Topographic Analysis of Proliferative Activity in Carotid Endarterectomy Specimens by Immunocytochemical Detection of the Cell Cycle–Related Antigen Ki-67

Abstract

Background On the basis of contradictory results found in animal experiments and coronary atherectomy tissue, there is an ongoing debate about the significance of cellular proliferation in human atherosclerosis. In the present prospective study, the cell cycle–related antigen Ki-67 was detected for topographic determination of cell turnover in distinct regions of human carotid endarterectomy specimens harvested en bloc by surgical biopsy. Methods and Results After en bloc resection, serial sections of 26 consecutive carotid lesions were analyzed by histomorphological examination and immunohistochemistry.
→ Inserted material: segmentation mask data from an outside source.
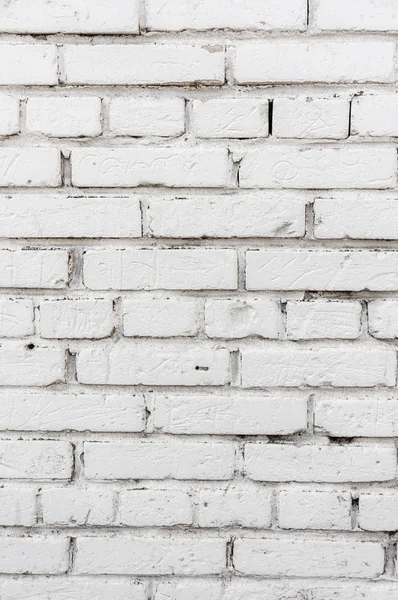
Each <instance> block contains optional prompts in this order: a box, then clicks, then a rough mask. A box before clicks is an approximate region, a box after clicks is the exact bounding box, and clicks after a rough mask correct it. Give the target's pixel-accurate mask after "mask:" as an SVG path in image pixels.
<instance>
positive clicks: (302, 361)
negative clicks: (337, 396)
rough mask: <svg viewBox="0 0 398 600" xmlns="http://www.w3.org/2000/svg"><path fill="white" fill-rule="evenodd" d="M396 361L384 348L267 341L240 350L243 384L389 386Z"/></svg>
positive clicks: (394, 357) (350, 386) (393, 383)
mask: <svg viewBox="0 0 398 600" xmlns="http://www.w3.org/2000/svg"><path fill="white" fill-rule="evenodd" d="M395 363H396V355H395V352H393V351H390V350H389V349H384V348H367V347H363V346H362V347H361V346H356V347H355V346H344V345H337V346H335V347H330V346H321V347H319V346H317V347H315V346H314V347H300V346H296V345H295V344H292V345H291V346H290V345H288V344H285V345H284V346H283V347H280V346H278V345H277V344H275V345H274V344H269V345H263V346H262V347H260V346H259V347H257V348H255V347H253V348H247V349H246V348H244V349H242V385H243V387H300V386H303V385H307V386H311V387H364V388H366V387H375V386H379V385H382V386H391V387H392V386H395V379H396V365H395ZM265 367H266V368H265Z"/></svg>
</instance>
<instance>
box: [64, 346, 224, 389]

Thereby, 319 high-power fields were attributed to separate plaque regions defined as follows: distal boundary of the lesion with normal intima, plaque shoulder, core region, and diffuse intimal thickening. Endothelial cells, smooth muscle cells, T cells, and macrophages were identified by immunostaining of factor VIII–related protein, α-actin, CD68, and CD45R0. An overall proliferation index of 0.49±1.05% was yielded by positive anti–Ki-67 immunolabeling, predominantly in macrophage-rich areas characterized by high cell density (>1000 cells/mm 2 ) as well as in reparative sites in the perimeter of atheroma, intramural thrombosis, plaque hemorrhage, and neovascularization (P<.01). Few or no signs of proliferation activity were found in normal intima, in areas of dense α-actin positivity, or adjacent media. As shown by double immunostaining, macrophages and unspecified mesenchymal cells represented the prevailing proliferating cell type. Conclusions Our results suggest that proliferation in advanced human carotid lesions is confined to the intima and focally concentrated in central plaque regions negative for α-actin. Furthermore, it apparently occurs primarily as part of inflammatory processes and structural repair predominantly involving macrophages, as well as unspecific mesenchymal cells.